Just letting you know... it's way up there on the to-do list.

1 comment:

Anonymous said...

K-girl,

It would seem that as soon as we try to make sense of it all, the waves come in and take away the castles. The power that we are is in the moments that are crowded out by trying to see the moments. But the process of seeing and hearing and feeling shapes into us and the wave is altered in its course of washing us away.

It is very hard. We hurtle through life, changing in the very moment we understand the change and lose contact and regain it with those we share life with as if all is flickering around us. I know so many people who take snapshots to put up in the walls of their hearts and minds to say, "this was me." There are those who also shun all decoration, saying, "it is all not me and might not have been me."

I am more and more aware that most of the people I care about, have cared about, are dead, and what I have left is the altered waves of the beaches that they changed. I think that what we must do is just to try to stay on the speeding train, but also to honor the leaves flying up in our wakes, to try to be there, but also to be aware of where we have been.

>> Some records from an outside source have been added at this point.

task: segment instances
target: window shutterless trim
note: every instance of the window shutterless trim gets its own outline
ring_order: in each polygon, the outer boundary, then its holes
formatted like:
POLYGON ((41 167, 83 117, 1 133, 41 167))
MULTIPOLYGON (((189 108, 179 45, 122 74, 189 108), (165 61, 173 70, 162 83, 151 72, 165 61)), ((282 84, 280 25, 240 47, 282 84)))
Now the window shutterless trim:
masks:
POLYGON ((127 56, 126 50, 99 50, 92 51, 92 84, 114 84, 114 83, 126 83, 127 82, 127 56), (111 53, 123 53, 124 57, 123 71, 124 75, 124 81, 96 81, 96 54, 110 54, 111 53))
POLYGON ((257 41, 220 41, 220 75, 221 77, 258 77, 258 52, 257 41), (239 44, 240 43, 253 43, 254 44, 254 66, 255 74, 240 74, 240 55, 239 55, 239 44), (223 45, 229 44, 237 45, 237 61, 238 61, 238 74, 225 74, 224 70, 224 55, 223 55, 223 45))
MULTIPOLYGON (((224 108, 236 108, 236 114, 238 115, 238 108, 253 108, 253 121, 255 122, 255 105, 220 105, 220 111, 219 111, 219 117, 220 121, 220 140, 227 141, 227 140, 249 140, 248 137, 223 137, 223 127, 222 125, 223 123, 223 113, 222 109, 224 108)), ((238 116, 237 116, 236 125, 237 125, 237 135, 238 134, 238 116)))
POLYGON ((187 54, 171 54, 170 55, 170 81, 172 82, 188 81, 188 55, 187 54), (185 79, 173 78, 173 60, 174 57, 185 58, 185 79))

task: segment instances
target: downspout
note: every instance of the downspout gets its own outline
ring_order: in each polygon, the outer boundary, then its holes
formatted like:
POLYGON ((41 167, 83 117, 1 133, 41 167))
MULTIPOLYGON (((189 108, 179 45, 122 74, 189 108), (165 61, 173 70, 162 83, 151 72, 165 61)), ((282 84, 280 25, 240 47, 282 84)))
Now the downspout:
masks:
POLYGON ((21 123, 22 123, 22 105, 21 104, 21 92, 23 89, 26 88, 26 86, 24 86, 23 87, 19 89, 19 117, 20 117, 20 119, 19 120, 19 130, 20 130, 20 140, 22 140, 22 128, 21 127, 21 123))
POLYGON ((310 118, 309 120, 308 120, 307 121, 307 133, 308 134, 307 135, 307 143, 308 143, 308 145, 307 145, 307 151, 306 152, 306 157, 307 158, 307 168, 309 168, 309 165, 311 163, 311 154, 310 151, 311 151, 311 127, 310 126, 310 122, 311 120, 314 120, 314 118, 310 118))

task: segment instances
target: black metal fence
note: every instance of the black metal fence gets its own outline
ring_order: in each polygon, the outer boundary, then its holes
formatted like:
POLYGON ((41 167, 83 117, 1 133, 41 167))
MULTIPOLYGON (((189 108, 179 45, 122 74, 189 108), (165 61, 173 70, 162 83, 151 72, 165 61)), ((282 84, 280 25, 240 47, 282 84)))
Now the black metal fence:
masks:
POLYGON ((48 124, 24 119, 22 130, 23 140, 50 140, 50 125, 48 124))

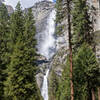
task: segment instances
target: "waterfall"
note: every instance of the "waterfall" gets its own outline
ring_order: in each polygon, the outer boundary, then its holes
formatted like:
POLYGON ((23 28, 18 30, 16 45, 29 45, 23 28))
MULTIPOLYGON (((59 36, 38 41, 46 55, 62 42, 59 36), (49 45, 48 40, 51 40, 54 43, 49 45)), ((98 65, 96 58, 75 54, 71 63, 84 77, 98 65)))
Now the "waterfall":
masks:
MULTIPOLYGON (((47 20, 47 25, 45 30, 42 33, 42 41, 39 44, 39 53, 46 57, 47 60, 52 58, 52 56, 55 54, 56 51, 56 44, 55 44, 55 38, 54 38, 54 32, 55 32, 55 10, 52 10, 49 18, 47 20)), ((44 98, 44 100, 48 100, 48 74, 49 74, 49 66, 47 66, 46 74, 44 75, 43 79, 43 85, 41 89, 41 94, 44 98)))

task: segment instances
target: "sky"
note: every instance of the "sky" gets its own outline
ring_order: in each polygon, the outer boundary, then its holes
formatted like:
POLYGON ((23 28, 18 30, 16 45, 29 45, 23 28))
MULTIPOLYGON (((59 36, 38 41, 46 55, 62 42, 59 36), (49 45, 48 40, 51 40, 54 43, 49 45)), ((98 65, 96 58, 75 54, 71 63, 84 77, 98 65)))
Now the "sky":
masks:
MULTIPOLYGON (((45 0, 5 0, 5 4, 11 5, 13 8, 15 8, 17 2, 20 1, 22 8, 28 8, 34 5, 34 3, 38 1, 45 1, 45 0)), ((56 0, 48 0, 48 1, 56 1, 56 0)))

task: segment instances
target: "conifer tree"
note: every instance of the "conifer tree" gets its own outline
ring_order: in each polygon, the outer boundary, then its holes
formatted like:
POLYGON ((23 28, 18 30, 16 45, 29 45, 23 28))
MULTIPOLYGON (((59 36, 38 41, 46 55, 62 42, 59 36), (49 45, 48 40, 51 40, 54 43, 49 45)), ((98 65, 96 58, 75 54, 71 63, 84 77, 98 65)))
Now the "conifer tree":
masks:
POLYGON ((29 9, 23 20, 20 3, 11 19, 11 46, 5 97, 9 100, 40 100, 36 84, 35 21, 29 9))
POLYGON ((72 23, 73 44, 75 48, 82 43, 93 44, 93 25, 90 18, 87 0, 73 0, 72 23))
POLYGON ((7 35, 8 28, 8 12, 4 4, 0 5, 0 99, 4 96, 4 80, 6 74, 4 70, 7 67, 6 53, 7 53, 7 35))
POLYGON ((92 100, 92 89, 98 85, 99 67, 92 48, 84 43, 74 56, 75 100, 92 100))

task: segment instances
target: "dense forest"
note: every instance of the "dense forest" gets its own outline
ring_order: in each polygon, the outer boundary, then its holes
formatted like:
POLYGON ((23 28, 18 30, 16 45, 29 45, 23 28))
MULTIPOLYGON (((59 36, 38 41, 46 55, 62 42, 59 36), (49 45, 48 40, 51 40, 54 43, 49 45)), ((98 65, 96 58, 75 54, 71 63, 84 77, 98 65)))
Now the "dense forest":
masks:
MULTIPOLYGON (((91 18, 95 9, 87 0, 57 0, 55 8, 55 33, 60 36, 67 28, 69 49, 62 75, 57 77, 51 69, 49 100, 100 100, 100 63, 91 18)), ((18 2, 8 14, 6 5, 0 5, 0 100, 43 100, 36 83, 40 55, 35 36, 31 8, 23 11, 18 2)))

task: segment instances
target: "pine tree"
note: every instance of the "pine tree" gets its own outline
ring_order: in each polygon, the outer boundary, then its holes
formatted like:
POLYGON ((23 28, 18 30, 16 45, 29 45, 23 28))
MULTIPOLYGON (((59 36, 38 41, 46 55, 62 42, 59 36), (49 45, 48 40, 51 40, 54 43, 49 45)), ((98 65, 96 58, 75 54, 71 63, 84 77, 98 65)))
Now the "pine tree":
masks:
POLYGON ((36 84, 35 21, 29 9, 25 21, 20 3, 11 20, 11 50, 5 97, 9 100, 40 100, 36 84), (25 23, 25 24, 24 24, 25 23))
POLYGON ((87 0, 73 0, 72 23, 73 45, 79 47, 82 43, 93 44, 93 25, 90 18, 87 0))
POLYGON ((99 67, 92 48, 84 43, 74 56, 75 100, 92 100, 92 89, 98 84, 99 67))
POLYGON ((0 99, 4 96, 4 81, 6 74, 4 70, 7 67, 6 53, 7 49, 7 35, 9 33, 8 12, 4 4, 0 5, 0 99))

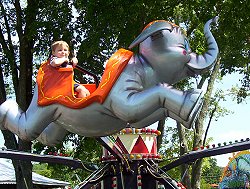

You have lived two lifetimes in two years. If you feel a little breathless, take a breath!

I told Seda to look at Trin next to the other boys and she agreed, that, for a boy of 8, he is most enlightened. And you already know how enlightened Sam is. But they would not be there, were it not for hitchhiking with mom.

I'll be curious to see the castle--I hope I can see it before the next wave washes it back to sea.

Well, the words never make sense to me even as they make sense to me. Ah, such is life. But the decoration--ah, the decoration. I love watching the dance of your life and being there, in your kitchen, in your garden, in the library, which are now just pictures in my memory, but so what? I was there, you were there and tomorrow we'll see.

I have great, great hopes for your tomorrows, my friend. My life is enriched because of you. Thinking of what Trin or Kristin are doing is a wonderful snapshot in my life's album.